Hong Kong stocks extended their slide to close the week in red as sentiment weakened amid a continued sell-off in tech stocks and disappointing earnings from large-cap companies.
The Hang Seng Index slid 2.19%, or 530.23 points, at 23,689.72. The Hang Seng China Enterprises index also fell 2.32%, or 207.74 points, at 8,742.44.
Investor sentiment dampened after major tech stocks failed to recover from a prior day slide and ended the week in red.
Among others, Semiconductor Manufacturing International or SMIC (HKG:0981, SHA:688981) fell 7%, with e-commerce giant Alibaba Group (HKG:9988) closing 4% lower.
Lackluster earnings from several large companies further added to the downbeat mood. Among decliners, property developer CK Asset (HKG:1113) fell 6% after its 2024 attributable profit fell 20% year over year to HK$13.7 billion.

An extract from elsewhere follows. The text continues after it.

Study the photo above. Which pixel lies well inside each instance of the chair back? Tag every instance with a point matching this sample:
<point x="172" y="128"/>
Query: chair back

Conglomerate CK Hutchison (HKG:0001) also slid 4% after logging a 27% drop in attributable profit for the year 2024 to HK$17.1 billion. CK Hutchison has been facing backlash for its decision to sell a stake in Panama Port operators to a consortium led by US firm BlackRock.
Positive economic data offered little encouragement to investors. Hong Kong's gross domestic product grew 2.4% year over year in real terms in the fourth quarter of 2024, outpacing the 1.9% increase in Q3.
Hong Kong's consumer prices also rose 1.4% year over year in February, slower than the 2% boost seen in January.